Gérer le comportement oppositionnel d’un enfant TDAH

En tant que parent, il est possible que le comportement de votre enfant atteint de TDA/H soit problématique. Les groupes d’habiletés parentales de Barkley  forment les parents à adopter des stratégies pour gérer le comportement oppositionnel de leur enfant.

Les jeunes concernés par le TDA/H développent parfois des troubles oppositionnels. On trouve un certain nombre de causes à cela.

  • En premier lieu, ces enfants souffrent facilement de frustration. Ils ont souvent du mal à se concentrer, à suivre des instructions et à terminer les tâches. Cette frustration peut conduire à des comportements oppositionnels, des crises de colère ou de la désobéissance.
  • L’aversion à la frustration est un trait très souvent retrouvé chez les jeunes qui présentent des troubles oppositionnels.
  • Ils peuvent également connaître des difficultés de régulation émotionnelle. C’est également générateur de comportements opposants. Un enfant peut réagir agressivement lorsqu’il est confronté à une situation anxiogène.
  • Les enfants TDA/H sont par ailleurs fréquemment plus sensibles au stress environnemental. Des changements dans leur environnement, des modifications de routine, des conflits familiaux ou des pressions scolaires peuvent les amener à adopter un comportement opposant.
  • Ces jeunes rencontrent aussi parfois des difficultés à communiquer de manière efficace. Ce qui peut conduire à des malentendus ou à une mauvaise interprétation de leurs intentions. Cette incompréhension peut à son tour nourrir leur frustration et provoquer des comportements inadaptés. Comportement oppositionnel TDAH barkley

Heureusement, tous les enfants atteints de TDA/H ne développent pas des comportements opposants. Cependant, pour les parents de ceux qui le font, il est important de comprendre les facteurs qui contribuent à ces comportements afin de les gérer de manière appropriée. Comportement oppositionnel TDAH barkley

C’est là que les groupes d’habiletés parentales de Barkley peuvent aider. Ils apportent aux parents des compétences pratiques pour mieux comprendre le trouble et aider leur enfant à développer des compétences d’adaptation. L’objectif est de contrôler le comportement oppositionnel lié au TDAH.

Les sujets abordés dans ces groupes sont la communication efficace, la gestion des comportements difficiles, la promotion de l’autonomie et l’amélioration des compétences sociales.
Les parents apprennent également des stratégies pour améliorer l’environnement à la maison et à l’école pour leur enfant.Comportement oppositionnel TDAH barkley

Les méthodes éducatives de Barkley reposent sur plusieurs principes clés visant à améliorer le fonctionnement social, émotionnel et comportemental de leur enfant.

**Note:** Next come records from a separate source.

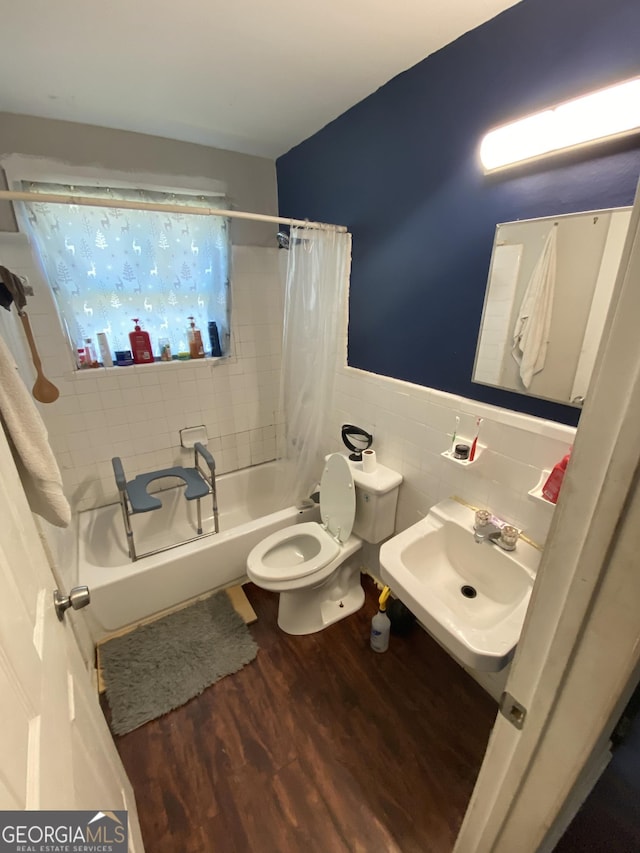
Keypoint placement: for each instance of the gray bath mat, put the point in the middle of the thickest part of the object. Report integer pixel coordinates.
(160, 666)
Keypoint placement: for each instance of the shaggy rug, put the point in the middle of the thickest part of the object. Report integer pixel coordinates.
(162, 665)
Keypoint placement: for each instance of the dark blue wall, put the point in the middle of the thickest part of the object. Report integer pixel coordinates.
(400, 169)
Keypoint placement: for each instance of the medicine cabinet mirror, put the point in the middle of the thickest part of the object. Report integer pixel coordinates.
(560, 285)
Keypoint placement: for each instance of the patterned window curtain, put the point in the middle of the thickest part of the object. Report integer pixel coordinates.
(107, 266)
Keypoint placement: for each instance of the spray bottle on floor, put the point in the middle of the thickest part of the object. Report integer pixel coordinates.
(380, 624)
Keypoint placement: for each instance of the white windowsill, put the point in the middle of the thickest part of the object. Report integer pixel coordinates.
(96, 372)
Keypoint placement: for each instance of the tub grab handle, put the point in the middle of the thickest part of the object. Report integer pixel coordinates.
(206, 455)
(199, 448)
(118, 470)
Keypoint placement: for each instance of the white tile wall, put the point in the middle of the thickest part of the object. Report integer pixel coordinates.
(136, 412)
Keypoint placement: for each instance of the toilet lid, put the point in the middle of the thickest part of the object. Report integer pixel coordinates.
(337, 497)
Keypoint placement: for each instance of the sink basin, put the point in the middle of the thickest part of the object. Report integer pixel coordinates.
(472, 597)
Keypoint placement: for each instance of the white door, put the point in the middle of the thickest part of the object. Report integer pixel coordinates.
(56, 751)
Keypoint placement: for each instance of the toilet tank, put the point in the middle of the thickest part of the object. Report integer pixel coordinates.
(376, 501)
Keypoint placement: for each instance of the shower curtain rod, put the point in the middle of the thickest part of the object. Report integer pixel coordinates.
(51, 198)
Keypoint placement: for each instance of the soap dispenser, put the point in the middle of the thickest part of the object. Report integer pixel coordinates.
(381, 624)
(140, 345)
(196, 349)
(551, 488)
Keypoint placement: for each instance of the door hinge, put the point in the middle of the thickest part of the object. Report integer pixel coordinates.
(512, 710)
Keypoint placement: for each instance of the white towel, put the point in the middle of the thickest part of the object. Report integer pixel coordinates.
(29, 443)
(531, 331)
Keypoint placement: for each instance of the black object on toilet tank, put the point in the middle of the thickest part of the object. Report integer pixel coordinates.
(356, 439)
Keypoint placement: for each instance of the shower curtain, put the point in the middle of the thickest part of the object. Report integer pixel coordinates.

Les points essentiels de la méthode mise en œuvre dans ces groupes sont les suivants :

  • Comprendre les caractéristiques du TDA/H et accepter l’enfant tel qu’il est. Cela aide les parents à adopter une approche positive et proactive pour aider leur enfant à gérer ses symptômes.
  • Reconnaître et renforcer les comportements positifs au lieu de se concentrer uniquement sur les comportements négatifs. Cela aide l’enfant à se sentir valorisé et soutenu, ce qui renforce sa confiance en lui et son estime de soi.
  • Mettre en place des stratégies de renforcement pour encourager les comportements attendus et réduire les comportements opposants.
  • Utiliser des conséquences appropriées aux comportements inappropriés de leur enfant. Apprendre à utiliser des sanctions éducatives efficaces et respectueuses de l’enfant.
  • Communiquer efficacement avec son enfant et écouter attentivement ses besoins et ses préoccupations afin de renforcer la relation et améliorer la compréhension mutuelle.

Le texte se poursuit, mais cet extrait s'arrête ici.